Aleksandr Popov (born March 4 [March 16, New Style], 1859, Turinskiye Rudniki [now Krasnoturinsk], Perm, Russia—died Dec. 31, 1905, [Jan. 13, 1906], St. Petersburg) was a physicist and electrical engineer acclaimed in Russia as the inventor of radio. Evidently, he built his first primitive radio receiver, a lightning detector (1895), without knowledge of the contemporary work of the Italian inventor Guglielmo Marconi. The genuineness and the value of Popov’s successful experiments are not seriously doubted, but Marconi’s priority is usually conceded.
Popov was the son of a village priest. He received his early education in an ecclesiastical seminary school and planned to enter the priesthood. But in 1877 his interests changed to mathematics, and he entered the University of St. Petersburg, from which he was graduated with distinction in 1883. Joining the teaching faculty of the university, he lectured in mathematics and physics in preparation for a professorship.
Popov’s main interest soon changed to electrical engineering, however; and, because Russia in that period lacked colleges that taught the subject, he became an instructor at the Russian Navy’s Torpedo School at Kronstadt (Kronshtadt), near St. Petersburg, where students were trained to take charge of electrical equipment on Russian warships. Popov took advantage of the school’s library, which was stocked with foreign books and periodicals, and also of its well-equipped laboratory to follow scientific developments abroad and carry out experiments. Recognizing the importance of German physicist Heinrich Hertz’s discovery of electromagnetic waves, Popov began to work on methods of receiving them over long distances.
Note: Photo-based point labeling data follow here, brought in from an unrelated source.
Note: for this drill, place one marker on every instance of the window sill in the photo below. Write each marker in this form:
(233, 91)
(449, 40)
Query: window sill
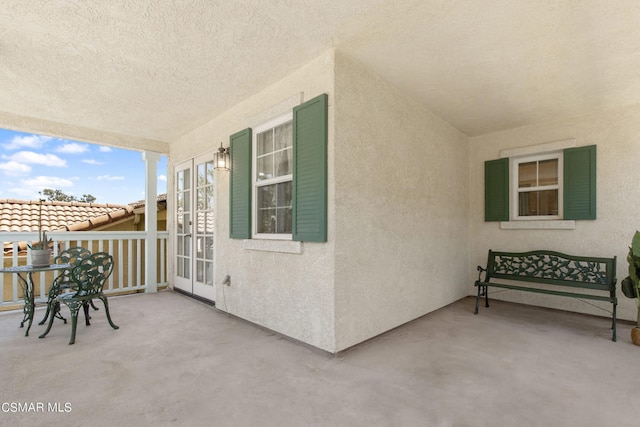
(284, 246)
(538, 225)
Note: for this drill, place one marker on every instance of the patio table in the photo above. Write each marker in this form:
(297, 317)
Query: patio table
(28, 288)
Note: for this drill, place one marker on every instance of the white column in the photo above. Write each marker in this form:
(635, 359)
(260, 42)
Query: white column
(151, 160)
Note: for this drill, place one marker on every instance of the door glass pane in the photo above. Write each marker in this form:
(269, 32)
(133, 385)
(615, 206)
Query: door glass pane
(199, 247)
(209, 273)
(200, 271)
(201, 175)
(208, 247)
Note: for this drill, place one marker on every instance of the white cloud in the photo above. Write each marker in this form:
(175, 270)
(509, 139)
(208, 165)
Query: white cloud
(109, 178)
(13, 168)
(29, 188)
(30, 157)
(72, 148)
(41, 182)
(29, 141)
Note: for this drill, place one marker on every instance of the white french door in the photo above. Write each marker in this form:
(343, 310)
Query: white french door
(194, 227)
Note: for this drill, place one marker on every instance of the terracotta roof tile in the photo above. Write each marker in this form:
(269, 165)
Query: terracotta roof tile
(22, 215)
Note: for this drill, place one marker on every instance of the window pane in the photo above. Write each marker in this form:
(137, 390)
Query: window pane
(266, 220)
(265, 142)
(527, 174)
(548, 172)
(284, 136)
(538, 203)
(265, 167)
(284, 165)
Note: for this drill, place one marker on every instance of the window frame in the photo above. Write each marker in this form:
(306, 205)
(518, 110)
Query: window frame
(255, 184)
(515, 191)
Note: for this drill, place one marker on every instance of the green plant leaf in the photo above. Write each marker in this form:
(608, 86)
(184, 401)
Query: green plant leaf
(635, 244)
(628, 288)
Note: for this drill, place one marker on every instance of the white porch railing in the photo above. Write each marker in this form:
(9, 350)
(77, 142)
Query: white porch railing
(126, 247)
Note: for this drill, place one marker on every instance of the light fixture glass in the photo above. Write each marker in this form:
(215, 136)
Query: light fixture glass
(221, 158)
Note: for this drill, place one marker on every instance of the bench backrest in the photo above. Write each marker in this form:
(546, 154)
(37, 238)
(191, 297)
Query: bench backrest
(553, 268)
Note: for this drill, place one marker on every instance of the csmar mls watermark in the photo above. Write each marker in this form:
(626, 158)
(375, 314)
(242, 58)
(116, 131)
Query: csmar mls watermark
(35, 407)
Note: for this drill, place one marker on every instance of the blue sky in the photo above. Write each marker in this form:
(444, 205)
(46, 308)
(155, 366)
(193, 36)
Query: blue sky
(29, 163)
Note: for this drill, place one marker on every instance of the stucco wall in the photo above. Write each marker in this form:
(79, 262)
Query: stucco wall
(289, 293)
(401, 207)
(617, 136)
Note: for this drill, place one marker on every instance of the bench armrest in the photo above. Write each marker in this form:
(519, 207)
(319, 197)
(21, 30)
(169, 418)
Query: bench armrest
(480, 270)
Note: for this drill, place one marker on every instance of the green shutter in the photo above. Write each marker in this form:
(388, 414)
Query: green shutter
(580, 183)
(240, 186)
(496, 190)
(310, 170)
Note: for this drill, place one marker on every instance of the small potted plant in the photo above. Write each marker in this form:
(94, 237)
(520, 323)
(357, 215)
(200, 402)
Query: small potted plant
(40, 252)
(631, 284)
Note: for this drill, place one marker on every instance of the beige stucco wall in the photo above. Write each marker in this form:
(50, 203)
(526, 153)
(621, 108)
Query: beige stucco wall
(292, 294)
(617, 136)
(401, 188)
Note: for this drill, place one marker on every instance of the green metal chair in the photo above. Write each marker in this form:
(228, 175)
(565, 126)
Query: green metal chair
(89, 278)
(63, 281)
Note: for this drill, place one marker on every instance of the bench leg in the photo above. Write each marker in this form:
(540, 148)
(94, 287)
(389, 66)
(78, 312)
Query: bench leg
(613, 325)
(486, 296)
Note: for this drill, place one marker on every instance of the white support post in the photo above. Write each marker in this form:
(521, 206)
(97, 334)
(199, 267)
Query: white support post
(151, 160)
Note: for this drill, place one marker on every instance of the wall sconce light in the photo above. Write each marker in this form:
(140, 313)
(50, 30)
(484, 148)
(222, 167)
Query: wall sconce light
(221, 158)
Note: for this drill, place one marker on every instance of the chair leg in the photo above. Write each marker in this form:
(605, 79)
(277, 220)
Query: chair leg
(51, 319)
(74, 307)
(103, 298)
(46, 314)
(85, 308)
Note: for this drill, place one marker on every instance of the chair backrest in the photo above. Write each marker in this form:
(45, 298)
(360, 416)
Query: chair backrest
(92, 273)
(72, 256)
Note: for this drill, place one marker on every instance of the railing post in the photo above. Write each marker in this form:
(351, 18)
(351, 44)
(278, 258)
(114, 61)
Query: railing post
(151, 220)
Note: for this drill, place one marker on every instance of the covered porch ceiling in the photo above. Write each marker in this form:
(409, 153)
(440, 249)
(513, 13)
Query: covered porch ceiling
(144, 73)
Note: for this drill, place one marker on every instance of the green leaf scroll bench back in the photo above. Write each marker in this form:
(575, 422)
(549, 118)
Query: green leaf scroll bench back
(63, 281)
(89, 278)
(549, 269)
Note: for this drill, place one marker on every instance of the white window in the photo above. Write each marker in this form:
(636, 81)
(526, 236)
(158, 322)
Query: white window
(536, 185)
(273, 178)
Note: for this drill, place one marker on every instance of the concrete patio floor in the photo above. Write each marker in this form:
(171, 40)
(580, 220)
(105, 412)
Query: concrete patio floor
(175, 361)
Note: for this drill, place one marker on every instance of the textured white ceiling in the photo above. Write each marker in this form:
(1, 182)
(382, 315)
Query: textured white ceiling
(156, 69)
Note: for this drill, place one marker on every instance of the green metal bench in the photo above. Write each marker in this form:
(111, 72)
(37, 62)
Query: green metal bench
(88, 279)
(550, 268)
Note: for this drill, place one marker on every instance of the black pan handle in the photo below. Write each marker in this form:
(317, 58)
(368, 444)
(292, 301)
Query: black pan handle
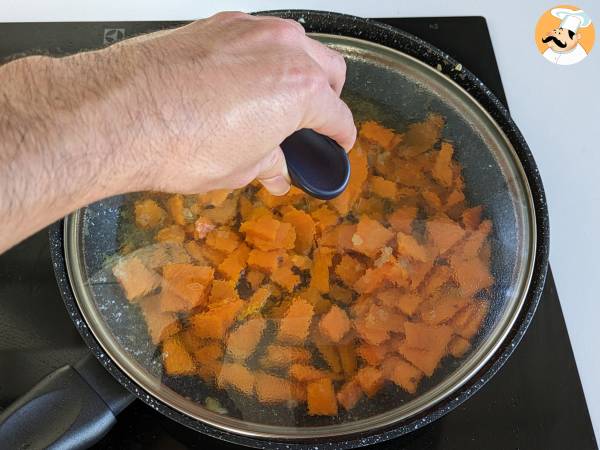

Popov constructed an apparatus that could register atmospheric electrical disturbances and, in July 1895, installed it at the meteorological observatory of the Institute of Forestry in St. Petersburg. In a paper published a few months later, Popov suggested that such an apparatus could be used for the reception of signals from a man-made source of oscillations, provided a sufficient power source became available. On May 7, 1895, he appeared before the St. Petersburg Physicochemical Society and demonstrated the transmission of Hertzian waves—as they were then termed—between different parts of the University of St. Petersburg buildings. Evidence suggests that on that occasion the words “Heinrich Hertz” were transmitted in Morse code and that the aural signals received were transcribed on a blackboard by the society’s president, who was the chairman of the meeting.
During the academic year 1895–96 at the Torpedo School, however, Popov became interested in setting up experiments on Röntgen rays (X rays), which had just been discovered. Therefore, he discontinued for a time the further development of his lightning, or thunderstorm, detector. He then read the first newspaper accounts of Marconi’s demonstrations in September 1896. It seems clear that neither Marconi nor Popov was aware of the close similarity between their experiments.
The news of Marconi’s work, as disclosed in his patent of June 1896, aroused Popov to fresh activity. Working in conjunction with the Russian navy, he effected ship-to-shore communication over a distance of 10 km (6 miles) by 1898. The distance was increased to about 50 km (30 miles) by the end of the following year, during which he had also visited wireless stations in operation in France and Germany.
Popov was given remarkably little support by the Russian government until 50 years later, when national attitudes and enthusiasms had changed. On May 7, 1945, the Bolshoi Theatre was packed with a distinguished audience to celebrate the 50th anniversary of the “invention of the radio” by A.S. Popov. On the stage sat scientists, marshals, admirals, commissars, leaders of the Communist Party, and Popov’s daughter. It was announced that in the future the 7th of May would be celebrated as the day of the radio.
Although it is agreed that Popov’s experimental work in connection with Hertzian waves is deserving of recognition, it has not been generally accepted that radio communication was actually invented by him. Popov’s description of his receiving apparatus, which he published in January 1896, coincides closely with that described in Marconi’s patent claim of June 1896. Popov is credited, however, with being the first to use an antenna in the transmission and reception of radio waves.
In 1901 Popov returned to St. Petersburg as a professor at the electrotechnical institute, of which he was later elected director. He died five years later.